We have learned once again that a strong corporate governance culture can play a key role in achieving necessary and beneficial risk taking while also minimizing potential detrimental effects to financial stability.

. . .

Specifically, four factors distinguished those firms that fared better than the rest:

  • effective firm-wide risk identification and analysis;
  • consistent application of independent and rigorous valuation practices across the firm;
  • efficient management of capital, liquidity, and the balance sheet; and
  • informative and responsive risk measurement and reporting.

Referencing a recent report by the Senior Supervisors Group, Commissioner Casey remarked that well governed firms managed risk better by instilling a culture of healthy skepticism throughout the organization, and are more nimble at reacting to unexpected or changing risks. 

Well-governed firms generally did a better job of sharing quantitative and qualitative information effectively across the organization, from the senior management team down through the control functions.

Perhaps as a consequence of creating an active cross-disciplinary oversight of risk factors, these firms were skeptical of rating agencies’ evaluations of complex structured financial products and relied instead on in-house expertise to execute rigorous internal valuation processes.

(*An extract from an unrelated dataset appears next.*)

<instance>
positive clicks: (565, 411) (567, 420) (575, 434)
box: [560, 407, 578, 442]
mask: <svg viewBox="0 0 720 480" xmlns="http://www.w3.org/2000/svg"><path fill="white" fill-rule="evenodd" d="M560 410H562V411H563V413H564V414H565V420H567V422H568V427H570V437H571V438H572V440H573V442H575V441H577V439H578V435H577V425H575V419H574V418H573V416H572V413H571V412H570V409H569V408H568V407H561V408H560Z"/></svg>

And unlike some competitors that were caught unprepared, they also were able to prevent the morphing of risk from forms that were readily measured and controlled into less easily governed forms, such as credit exposure to monoline insurers and liquidity risk from off-balance sheet vehicles.

Commissioner Casey also stressed the importance of strong independent leadership to effective and robust risk management and sound decision making.

Equally important was an effective risk-control function that requires an independent and strong voice within the firm in both the reporting as well as the decision-making context.